O governo indiretamente voltou atrás em sua decisão sobre alguns dos vetos da Lei 12.794/2013, visto que na edição extra do Diário Oficial da União que circulou hoje a Medida Provisória 612/2013 previu:
- Aumento do limite para opção pelo do lucro presumido, a partir de 1º/01/2014, cujo teto passou a ser R$ 72.000.000,00. (Nota: conforme prevê a Lei nº 12.814/2013, o limite passou a ser de R$ 78.000.000,00)
- Desoneração da folha de pagamento a 1% sobre a receita bruta das empresas de transporte rodoviário de cargas, enquadradas na classe 4930-2 da CNAE 2.0 e, em meio a outros casos, das empresas de transporte ferroviário de cargas, enquadradas na classe 4911-6 da CNAE 2.0 - ambas as previsões a partir de 1º/01/2014.
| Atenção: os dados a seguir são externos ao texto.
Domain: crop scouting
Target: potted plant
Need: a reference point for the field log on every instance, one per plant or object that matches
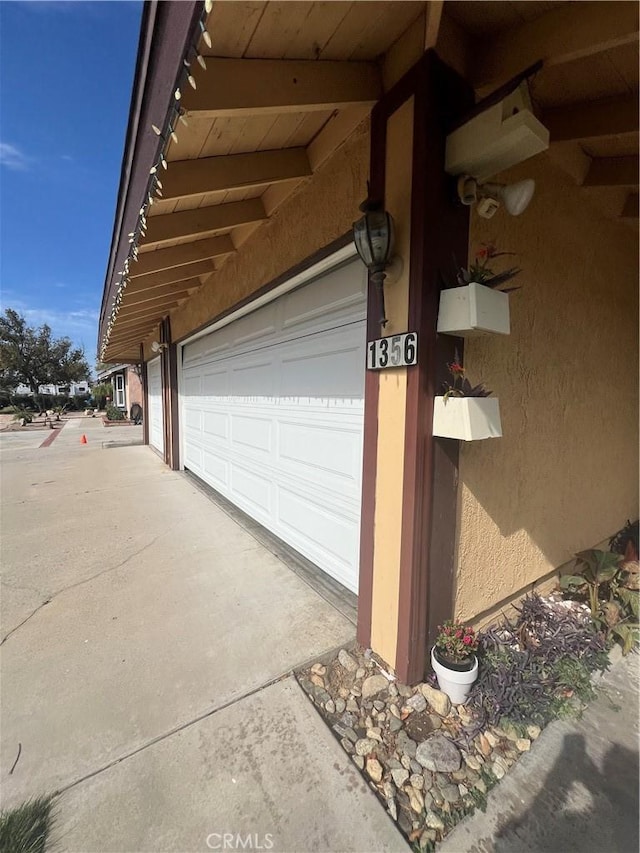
(479, 304)
(465, 411)
(454, 660)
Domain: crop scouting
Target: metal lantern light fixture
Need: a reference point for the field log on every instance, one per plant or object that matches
(373, 235)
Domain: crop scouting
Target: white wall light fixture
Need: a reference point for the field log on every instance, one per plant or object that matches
(515, 197)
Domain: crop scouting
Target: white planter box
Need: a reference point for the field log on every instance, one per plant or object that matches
(473, 309)
(467, 418)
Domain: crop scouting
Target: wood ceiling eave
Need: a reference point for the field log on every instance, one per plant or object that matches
(586, 92)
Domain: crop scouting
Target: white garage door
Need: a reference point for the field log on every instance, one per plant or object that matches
(156, 418)
(272, 416)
- Desoneração da folha de pagamento a 2% sobre a receita bruta das empresas de construção de obras de infraestrutura, enquadradas nos grupos 421, 422, 429 e 431 da CNAE 2.0 e, dentre outros casos, das empresas de engenharia e arquitetura enquadradas no grupo 711 da CNAE 2.0 - a partir de 1º/01/2014.
- Acerca das empresas do setor de construção civil, enquadradas nos grupos 412, 432, 433 e 439 da CNAE 2.0, o diploma previu que a regra somente vale para as matriculadas no Cadastro Específico do INSS - CEI a partir de 01/04/2013.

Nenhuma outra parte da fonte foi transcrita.